Lee Vernon Stiff (born 1949) is an American mathematics education researcher, a professor in the Department of Mathematics, Science, and Technology Education at North Carolina State University,[1] and the author of several mathematics textbooks.
Stiff's father was "a factory worker with only a third-grade education".[2] Despite his inauspicious family background, Stiff studied mathematics at the University of North Carolina at Chapel Hill, graduating in 1971, and went on to earn a masters degree from Duke University in 1974 and a doctorate in mathematics education from North Carolina State University in 1978.[3][4] After teaching mathematics at the middle school and high school levels, and then holding a faculty position at the University of North Carolina at Charlotte beginning in 1978, he returned to NCSU in 1983.[3]

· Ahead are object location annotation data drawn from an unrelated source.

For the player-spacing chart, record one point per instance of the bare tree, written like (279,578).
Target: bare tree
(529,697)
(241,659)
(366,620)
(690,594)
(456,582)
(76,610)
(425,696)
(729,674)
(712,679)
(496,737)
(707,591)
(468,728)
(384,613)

From 2000 to 2002 Stiff was president of the National Council of Teachers of Mathematics.[5] Under his leadership, the NCTM pushed for a greater emphasis on basic computational skills in elementary and secondary school mathematics education, and for an appropriate emphasis on conceptual understanding.[6] Stiff rejected simple solutions to complex issues, saying that "Back to basics is moving backward. Number-crunching alone is no longer enough."[7] Instead, Stiff has recommended better training and incentives for mathematics teachers, a teaching style that incorporates a variety of ways of looking at the same material, and an attitude that all students can learn mathematics regardless of their background.[2][8]
In 1995 he was a Fulbright scholar in Ghana.[9] In 2009 he was an NCSU College Distinguished Award recipient,[10] and in 2010 the NCSU College of Education gave him their Distinguished Alumni Award.[3]